By Ben Eisen, MarketWatch

NEW YORK (MarketWatch) -- Treasury prices climbed Wednesday after a report showed weak growth in new home sales and an auction of 5-year notes saw tepid demand.

The 10-year note (10_YEAR) yield, which falls as prices rise, was down 4 basis points on the day at 2.688%. The 30-year bond (30_YEAR) yield dropped 3.5 basis points to 3.469% and the 5-year note (5_YEAR) yield fell 3 basis points to 1.714%.

A Commerce Department report showed a 14.5% plunge in sales of new single-family homes in March. The seasonally adjusted annual rate of 384,000 sales last month was the lowest since last July, missing economist expectations of a 450,000 reading.

"That fall is in contrast to some of the data we have gotten from other parts of the economy in the last couple of weeks, which suggested the economy had a significant rebound," said Jake Lowery, global rates portfolio manager at ING U.S. Investment Management.

Markit's flash PMI index for the U.S. also dropped slightly to 55.4 in April from 55.5 in March. Readings over 50 indicate growth, data showed.

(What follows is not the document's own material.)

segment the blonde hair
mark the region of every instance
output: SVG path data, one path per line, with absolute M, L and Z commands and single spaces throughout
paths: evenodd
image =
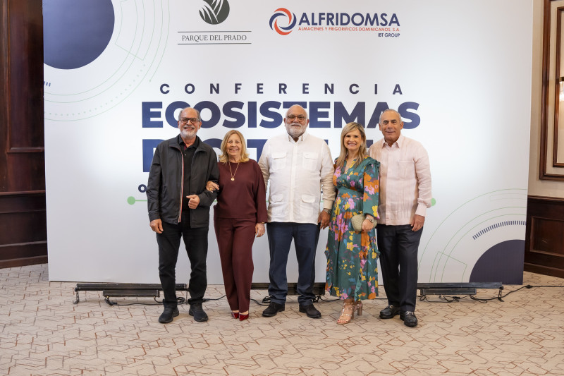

The Treasury market has been looking for confirmation that economic data will rebound as the weather warms after a cold winter in much of the U.S., which was blamed for a slowdown in growth in the first few months of the year. The Federal Reserve says the trajectory of its key lending rate, now anchored near zero, depends on the pace of economic improvement.

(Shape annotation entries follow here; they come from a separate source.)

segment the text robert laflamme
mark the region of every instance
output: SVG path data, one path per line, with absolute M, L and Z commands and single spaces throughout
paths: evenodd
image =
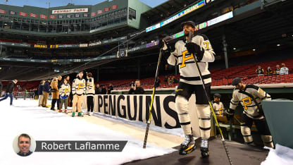
M 127 141 L 36 141 L 35 152 L 122 152 Z

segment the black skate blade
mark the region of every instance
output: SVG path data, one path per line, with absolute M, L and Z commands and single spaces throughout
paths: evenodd
M 201 152 L 201 157 L 202 158 L 207 158 L 210 156 L 208 152 Z
M 185 150 L 180 150 L 179 154 L 187 155 L 188 154 L 192 153 L 193 151 L 194 151 L 196 148 L 197 148 L 197 146 L 194 145 L 193 147 L 190 147 Z

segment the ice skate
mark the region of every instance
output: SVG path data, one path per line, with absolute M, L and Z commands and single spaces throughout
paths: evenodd
M 186 155 L 193 152 L 197 148 L 192 135 L 185 135 L 185 140 L 180 145 L 179 154 Z
M 208 140 L 201 139 L 201 157 L 208 157 Z
M 83 117 L 82 113 L 81 111 L 78 112 L 77 116 Z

The Treasury Department offered $35 billion in 5-year notes on Wednesday, which auctioned at a yield of 1.732%, slightly higher than where the broader market was trading at the time. The sale is the second in a trio of auctions this week, following a soft 2-year note auction on Tuesday. Intermediate sector yields, which are sensitive to speculation about when the Fed will hike its key lending rate, have been hard hit in recent months.

Bidders offered to buy 2.79 times the amount of debt for sale, compared with an average of 2.71 times during the past six sales. Non-dealers took down a sizeable portion of the debt. Direct bidders, which often includes domestic money managers, bought 18.6% of the sale, versus 12.9% in recent auctions. Indirect bidders, a group that often serves as a proxy for foreign central banks, took down 44.9%, compared with a recent average of 44.5%.

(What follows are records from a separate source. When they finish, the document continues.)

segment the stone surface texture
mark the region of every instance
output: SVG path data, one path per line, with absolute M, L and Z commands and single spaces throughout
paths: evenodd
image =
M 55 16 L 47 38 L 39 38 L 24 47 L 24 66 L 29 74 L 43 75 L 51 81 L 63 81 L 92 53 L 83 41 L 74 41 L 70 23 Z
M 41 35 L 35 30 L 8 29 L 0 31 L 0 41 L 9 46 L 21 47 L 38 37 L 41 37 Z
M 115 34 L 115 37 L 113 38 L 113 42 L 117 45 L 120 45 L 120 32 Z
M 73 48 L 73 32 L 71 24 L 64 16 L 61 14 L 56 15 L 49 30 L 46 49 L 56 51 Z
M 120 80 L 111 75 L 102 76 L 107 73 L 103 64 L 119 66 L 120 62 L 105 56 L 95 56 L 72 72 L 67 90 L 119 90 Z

"The buyside takedown figures were decent, but the auction still tailed 0.6 basis points at 1.732%," said John Canavan, bond market analyst at Stone & McCarthy Research Associates, in a note.

The market was also bolstered earlier Wednesday by rising tensions in Ukraine. Kiev accused a Russian group of torturing and killing two people, and heard calls to start a military crackdown on activists. Meanwhile, the American sent troops for maneuvers in Eastern Europe amid a visit to Ukraine by U.S. Vice President Joseph Biden.

William O'Donnell, head Treasury strategist at RBS, wrote in a note to clients: "Ukraine tensions have resurfaced after Ukraine's government said that the 'Easter truce is over' with the U.S. moving troops into Eastern Europe."